A calculus teacher's son likes to shoot arrows. He was wondering at what speed the arrow leaves the bow when it is released. So they went to a large deserted beach at the Great Salt Lake and shot the bow at an angle of 45 degrees. The arrow hit the ground at a distance of 600 feet. All of this was measured very roughly, but let's work with these figures, and let's ignore air resistance. For simplicity let's also assume that the arrow is released at an initial height of 0 feet. As usual, assume that gravity causes an object to accelerate at 32 feet per second squared.
The arrow leaves the bow at a speed of how many miles per hour?
To find the speed of the arrow when it leaves the bow, we can use the kinematic equation for projectile motion. In this case, we can use the equation that relates the horizontal distance traveled (range) and the initial velocity of the arrow.
First, let's convert the given distance of 600 feet to meters, as we will be using the metric system in our calculations. 1 foot is approximately 0.3048 meters. So, 600 feet is equal to 182.88 meters.
Now, let's consider the horizontal and vertical components of the arrow's motion. Since the arrow is shot at an angle of 45 degrees, the initial velocity can be split into two components: one in the horizontal direction and another in the vertical direction.
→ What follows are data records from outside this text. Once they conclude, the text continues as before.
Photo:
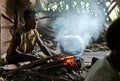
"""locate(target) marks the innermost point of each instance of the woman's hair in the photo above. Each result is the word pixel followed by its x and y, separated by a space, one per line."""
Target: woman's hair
pixel 29 14
pixel 113 34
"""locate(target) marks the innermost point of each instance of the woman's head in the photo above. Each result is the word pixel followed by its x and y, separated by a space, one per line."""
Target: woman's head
pixel 113 35
pixel 30 18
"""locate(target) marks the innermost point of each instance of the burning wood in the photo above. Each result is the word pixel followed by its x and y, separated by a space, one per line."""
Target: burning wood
pixel 67 62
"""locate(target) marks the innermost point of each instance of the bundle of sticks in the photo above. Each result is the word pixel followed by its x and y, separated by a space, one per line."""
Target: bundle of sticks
pixel 48 63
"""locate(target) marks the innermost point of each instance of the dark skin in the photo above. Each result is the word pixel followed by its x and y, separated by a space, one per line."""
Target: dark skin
pixel 15 55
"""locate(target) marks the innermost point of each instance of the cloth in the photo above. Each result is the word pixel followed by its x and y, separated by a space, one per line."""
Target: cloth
pixel 25 40
pixel 28 40
pixel 103 71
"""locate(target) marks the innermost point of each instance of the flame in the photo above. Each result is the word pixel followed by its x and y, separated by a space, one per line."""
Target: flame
pixel 69 60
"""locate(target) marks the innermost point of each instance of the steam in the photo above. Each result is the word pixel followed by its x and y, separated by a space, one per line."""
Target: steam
pixel 86 25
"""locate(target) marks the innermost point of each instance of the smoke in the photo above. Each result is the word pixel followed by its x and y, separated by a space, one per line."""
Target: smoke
pixel 85 25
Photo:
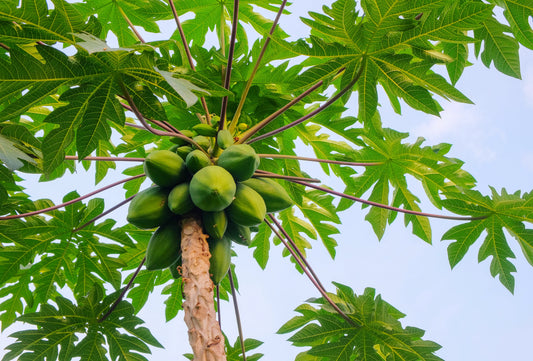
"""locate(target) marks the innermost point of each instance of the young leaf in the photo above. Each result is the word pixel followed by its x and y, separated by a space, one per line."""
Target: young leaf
pixel 374 333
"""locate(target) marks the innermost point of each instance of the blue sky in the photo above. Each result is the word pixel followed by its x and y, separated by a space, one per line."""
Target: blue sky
pixel 465 310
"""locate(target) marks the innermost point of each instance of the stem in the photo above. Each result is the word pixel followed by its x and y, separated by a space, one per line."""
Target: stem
pixel 230 62
pixel 71 201
pixel 316 111
pixel 149 128
pixel 341 162
pixel 315 283
pixel 295 247
pixel 130 24
pixel 205 336
pixel 123 293
pixel 391 208
pixel 113 159
pixel 139 116
pixel 237 314
pixel 218 308
pixel 265 174
pixel 188 53
pixel 256 68
pixel 161 124
pixel 103 214
pixel 270 118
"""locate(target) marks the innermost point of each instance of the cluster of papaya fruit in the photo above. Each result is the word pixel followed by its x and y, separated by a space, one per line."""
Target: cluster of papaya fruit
pixel 213 183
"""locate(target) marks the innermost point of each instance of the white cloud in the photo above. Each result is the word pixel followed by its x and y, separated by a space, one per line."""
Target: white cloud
pixel 466 128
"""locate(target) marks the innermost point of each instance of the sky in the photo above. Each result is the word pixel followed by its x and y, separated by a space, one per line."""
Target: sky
pixel 465 310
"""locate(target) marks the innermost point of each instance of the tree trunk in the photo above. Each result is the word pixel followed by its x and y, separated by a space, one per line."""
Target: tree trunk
pixel 205 336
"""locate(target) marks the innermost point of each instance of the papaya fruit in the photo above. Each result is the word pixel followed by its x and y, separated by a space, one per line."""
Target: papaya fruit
pixel 165 168
pixel 202 141
pixel 183 151
pixel 239 234
pixel 196 160
pixel 215 223
pixel 224 138
pixel 212 188
pixel 205 130
pixel 248 208
pixel 173 268
pixel 179 199
pixel 240 160
pixel 220 260
pixel 164 246
pixel 149 208
pixel 275 196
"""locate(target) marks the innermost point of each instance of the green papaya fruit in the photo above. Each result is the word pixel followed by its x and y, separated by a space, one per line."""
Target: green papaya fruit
pixel 239 234
pixel 183 151
pixel 275 196
pixel 224 138
pixel 181 141
pixel 149 208
pixel 179 199
pixel 248 208
pixel 212 188
pixel 205 130
pixel 240 160
pixel 165 168
pixel 174 268
pixel 202 141
pixel 220 260
pixel 215 223
pixel 164 246
pixel 196 160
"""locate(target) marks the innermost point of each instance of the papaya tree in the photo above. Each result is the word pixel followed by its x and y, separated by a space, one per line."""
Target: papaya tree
pixel 206 127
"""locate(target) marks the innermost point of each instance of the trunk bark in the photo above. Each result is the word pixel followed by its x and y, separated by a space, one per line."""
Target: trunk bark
pixel 205 336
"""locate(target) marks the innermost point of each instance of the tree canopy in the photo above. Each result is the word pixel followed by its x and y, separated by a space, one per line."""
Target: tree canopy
pixel 81 87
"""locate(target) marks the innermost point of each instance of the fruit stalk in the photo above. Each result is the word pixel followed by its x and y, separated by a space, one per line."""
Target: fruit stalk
pixel 205 336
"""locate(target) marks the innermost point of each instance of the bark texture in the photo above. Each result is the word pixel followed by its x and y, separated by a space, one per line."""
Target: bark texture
pixel 205 337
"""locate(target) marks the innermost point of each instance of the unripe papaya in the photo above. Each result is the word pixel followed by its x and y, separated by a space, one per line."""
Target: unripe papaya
pixel 174 268
pixel 224 138
pixel 202 141
pixel 196 160
pixel 205 130
pixel 183 151
pixel 215 223
pixel 275 196
pixel 165 168
pixel 240 160
pixel 248 208
pixel 212 188
pixel 149 208
pixel 179 199
pixel 220 260
pixel 239 234
pixel 164 246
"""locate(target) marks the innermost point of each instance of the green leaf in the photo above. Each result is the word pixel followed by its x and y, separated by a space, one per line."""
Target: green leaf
pixel 32 21
pixel 12 156
pixel 499 48
pixel 374 332
pixel 517 13
pixel 499 212
pixel 71 330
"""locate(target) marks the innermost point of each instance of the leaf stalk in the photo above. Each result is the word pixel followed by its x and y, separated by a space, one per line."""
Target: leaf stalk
pixel 33 213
The horizontal component of the initial velocity remains constant throughout the motion and is equal to the speed of the arrow when it leaves the bow. So, we need to find the value of the initial velocity in meters per second.
The vertical component of the initial velocity is affected by gravity. The arrow experiences an acceleration downwards due to gravity of 32 feet per second squared (9.8 meters per second squared). At the highest point of the arrow's trajectory, it momentarily stops moving vertically and starts moving downwards. The time taken for this to happen is the time it takes for the arrow to reach the peak.
Using the kinematic equation for vertical motion, we can find the time taken to reach the peak. The equation is given as:
0 = V0y - g * t
Where:
- V0y is the initial vertical velocity component
- g is the acceleration due to gravity (32 feet per second squared or 9.8 meters per second squared)
- t is the time taken to reach the peak
Since the initial vertical velocity component is the product of the initial velocity and the sine of the launch angle, we can rewrite the equation as follows:
0 = V0 * sin(45) - g * t
Simplifying, we get:
t = V0 * sin(45) / g
To find the time it takes for the arrow to hit the ground, we can double the value of the time taken to reach the peak as the total flight time of the arrow.
Now, we can use the equation for the horizontal component of motion:
range = V0 * cos(45) * t
We are given the range as 182.88 meters, the launch angle as 45 degrees, and acceleration due to gravity as 9.8 meters per second squared. We can substitute these values into the equations to find the initial velocity and calculate its value in miles per hour.
Let's solve the equations step by step:
1. Calculate the time taken to reach the peak:
t = V0 * sin(45) / g
t = V0 * (1/√2) / 9.8
2. Calculate the total flight time:
total_time = 2 * t
3. Calculate the initial velocity in the horizontal direction:
range = V0 * cos(45) * total_time
Solving for V0:
V0 = range / (cos(45) * total_time)
Finally, we can convert the initial velocity from meters per second to miles per hour:
1 mile = 1609.34 meters
1 hour = 3600 seconds
V0_mph = (V0 * 3600) / 1609.34
By performing the calculations, we will obtain the speed at which the arrow leaves the bow, measured in miles per hour.